Hi everyone....to say my heart is broken is a massive understatement...will write more later, I am trying so hard to get a grip, I am just so devastated and lonely for my special boy. I am glad he isn't suffering, and know that at the rainbow bridge he can breathe again, run and play and not worry about me all the time...thank you so very much for all of the love and support you all have shown, I honestly am embarrassed to say that if it weren't for all of you I think I wouldn't have made it past the first night, I really don't think I would have, life just seemed unbearable without my boy. It is so beyond weird trying to function without him right by my side...but you do it, you don't have a choice...I just never ever could envision having him two short weeks ago, and now he is just gone. So much happened the last day, I cant even write about it now it is so upsetting but when he finally laid down and wasn't suffering I was so relieved for him, I truly was.
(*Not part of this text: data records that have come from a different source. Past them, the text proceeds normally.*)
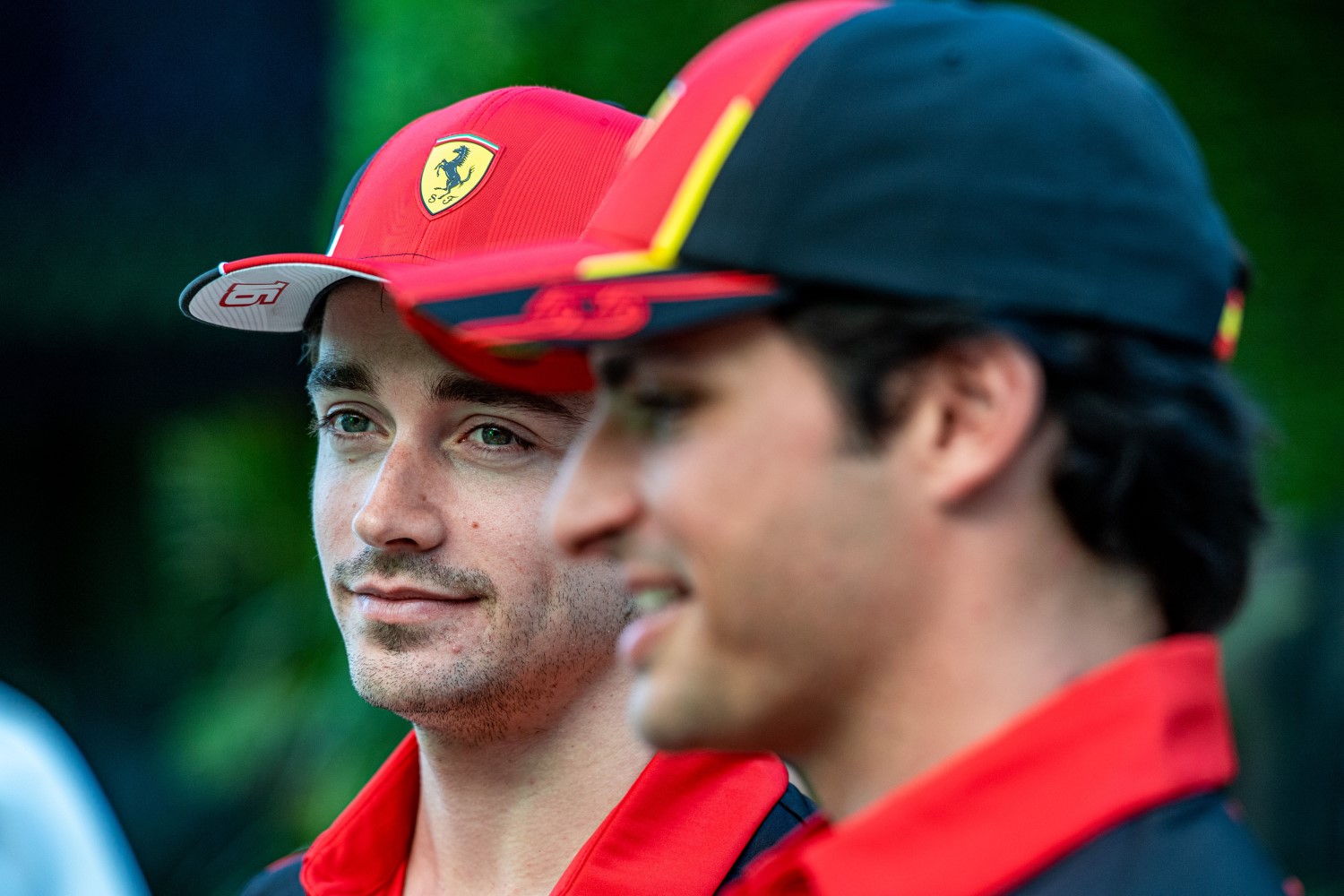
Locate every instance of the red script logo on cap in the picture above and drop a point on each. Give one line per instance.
(578, 311)
(244, 295)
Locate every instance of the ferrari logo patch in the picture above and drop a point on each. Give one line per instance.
(454, 168)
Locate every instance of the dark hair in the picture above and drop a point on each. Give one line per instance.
(1158, 466)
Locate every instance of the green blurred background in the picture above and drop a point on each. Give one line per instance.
(164, 602)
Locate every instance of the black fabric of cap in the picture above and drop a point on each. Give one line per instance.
(984, 153)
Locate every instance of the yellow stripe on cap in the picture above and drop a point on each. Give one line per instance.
(685, 204)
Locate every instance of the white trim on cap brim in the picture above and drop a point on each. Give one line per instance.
(271, 308)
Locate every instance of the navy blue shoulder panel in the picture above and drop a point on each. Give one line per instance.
(1187, 848)
(280, 879)
(787, 814)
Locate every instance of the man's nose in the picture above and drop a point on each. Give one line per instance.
(398, 512)
(594, 498)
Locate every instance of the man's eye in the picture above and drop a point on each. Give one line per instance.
(655, 411)
(346, 424)
(496, 435)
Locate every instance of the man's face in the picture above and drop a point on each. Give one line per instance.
(758, 543)
(456, 610)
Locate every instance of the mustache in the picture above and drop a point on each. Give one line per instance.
(414, 567)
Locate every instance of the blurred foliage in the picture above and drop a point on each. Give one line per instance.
(168, 595)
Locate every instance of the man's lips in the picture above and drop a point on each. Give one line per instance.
(406, 605)
(658, 606)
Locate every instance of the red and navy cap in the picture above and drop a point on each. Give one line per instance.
(949, 151)
(503, 168)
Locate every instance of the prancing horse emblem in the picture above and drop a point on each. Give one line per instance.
(454, 168)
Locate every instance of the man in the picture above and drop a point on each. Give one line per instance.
(457, 613)
(914, 445)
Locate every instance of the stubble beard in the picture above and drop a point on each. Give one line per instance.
(513, 680)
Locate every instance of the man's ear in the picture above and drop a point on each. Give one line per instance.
(969, 413)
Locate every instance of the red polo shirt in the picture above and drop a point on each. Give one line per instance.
(677, 831)
(1145, 729)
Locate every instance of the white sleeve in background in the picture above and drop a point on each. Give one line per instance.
(58, 834)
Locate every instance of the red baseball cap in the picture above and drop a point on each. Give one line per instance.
(941, 151)
(510, 167)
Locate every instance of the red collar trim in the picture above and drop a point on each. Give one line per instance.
(365, 850)
(1144, 729)
(685, 820)
(682, 825)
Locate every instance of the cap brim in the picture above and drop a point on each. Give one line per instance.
(269, 293)
(524, 317)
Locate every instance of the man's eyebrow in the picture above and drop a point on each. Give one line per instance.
(347, 376)
(456, 387)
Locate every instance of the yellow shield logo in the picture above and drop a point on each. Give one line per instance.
(454, 168)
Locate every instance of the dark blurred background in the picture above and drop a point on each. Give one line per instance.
(164, 602)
God bless you all and God bless my special boy Mojo, the light of my life...


----------



## Florabora22 (Nov 30, 2008)

Mary, it's good to see you post here again.

It is so so hard trying to adjust to the loss of someone special in our lives. When Carmella died I'm embarrassed to admit that I cried for weeks and ate very little the first couple of weeks she was gone. I was very depressed and upset and angry. And even nowadays sometimes when I think of her I get a little teary eyed, but the pain is gone. I now can remember her and the wonderful memories we shared without feeling hurt or angry. I promise you that one day you will be able look back at Mojo's life and feel happiness that he was part of your life.

You're grieving now, and it's right and natural. Over time the pain will lessen. Perhaps one day you will be able to welcome a new golden into your life.


----------



## Penny & Maggie's Mom (Oct 4, 2007)

Mary, bless your heart. It is the hardest thing ever to release them from their illness and pain, but also the greatest act of love...... to take on their pain so they can be free of it. We will be here for whenever you want to talk, scream, cry, whatever the moment brings. Hugs


----------



## goldensmum (Oct 23, 2007)

Sleep softly Mojo at the bridge


----------



## MaryLovesMojo (Sep 20, 2011)

Thanks again....was just reading about a Golden girl who needed to be rehomed for HD, I would take her in a minute if I could. I would never part from her, ever. It is ironic how life is, I wouldn't give up a minute with my golden, not ever. Hope she finds a great home. I really do. It is sad to be on this forum because I miss him so much, but it is so sad when I close out and he isn't here either...cancer sucks!!


----------



## Karen519 (Aug 21, 2006)

*Mary*

Mary

So glad you are here. Coming to this forum and others has helped me deal with much pain in my life: the loss of my parents, the loss of Snobear and Smooch and the loss of my job.

There is a dog out there just waiting for you and you for it. Mojo will help you find him/her. You should call Alesia, too.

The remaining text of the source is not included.